However, if you go into work and tell your colleagues that you spent your weekend meditating, doing yoga and trying out a new plant-based recipe book, chances are you’ll be seen as some sort of radical, hell-bent on imposing your utterly boring lifestyle on others.

While we have this cultural outlook, we are all responsible for those who do not take the advice on the label and “drink responsibly”.

We accept, in our society, that young people will, until they learn to hold their drink, throw up everywhere and have nights they cannot remember because “it’s all part of growing up”.

Learning to tie your shoe laces is part of growing up. So is learning that pretending to like the same music as someone will not make them fancy you. I’m not sure if getting hammered to the point of blackout every weekend needs to be. So why do we accept its inevitability?

We don’t let our hair down enough sober. We make friends when drunk at weddings then feel slightly awkward with them the next day at the breakfast buffet. If someone asks us how we are, we give a polite answer; we don’t put them in a position of actually having to listen to our feelings. Unless we have had a drink. Then we can’t stop banging on about our feelings before suddenly cutting our conversation dead because Chaka Khan’s “Ain’t Nobody” has come on and “I just have to dance to this!”

When I was 20, a friend stayed in one Friday night because she was too engrossed in her book to come out and get catastrophically drunk with the rest of us. I envied her. Fancy being so grounded that you can stand your own company on a Friday night.
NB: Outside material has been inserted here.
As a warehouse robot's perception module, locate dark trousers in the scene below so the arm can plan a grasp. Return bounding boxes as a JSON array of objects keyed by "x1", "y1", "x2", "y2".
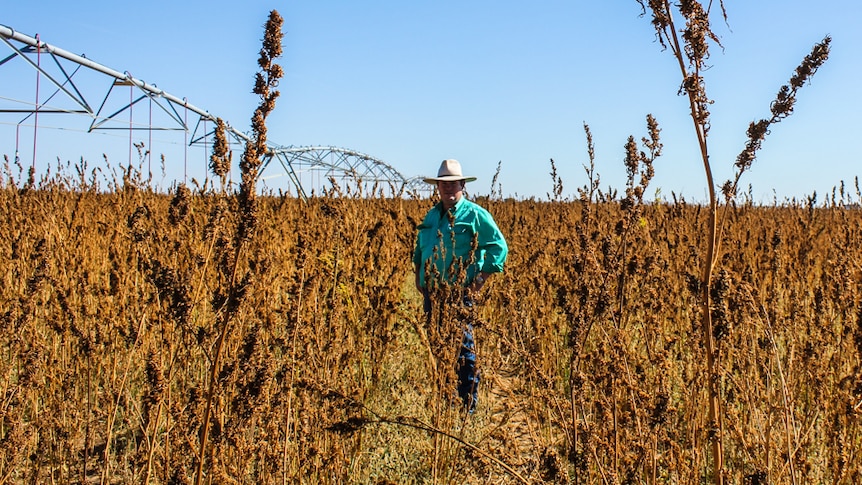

I send myself demented thinking about my children having similar escapades as me when drunk. Climbing onto roofs, wandering off with strangers, stealing small statues… I don’t want this to be inevitable for them. I want what most parents want for their children: for them to be still, sober and glued to me until they are 97 and ready to venture into the world on their own.

So, if it isn’t possible to completely change our culture so that young people regard three camomile teas in a row to be the height of hedonism, then drunk tanks should be provided and paid for by the rest of us who perhaps could have done with them in our own hazy days.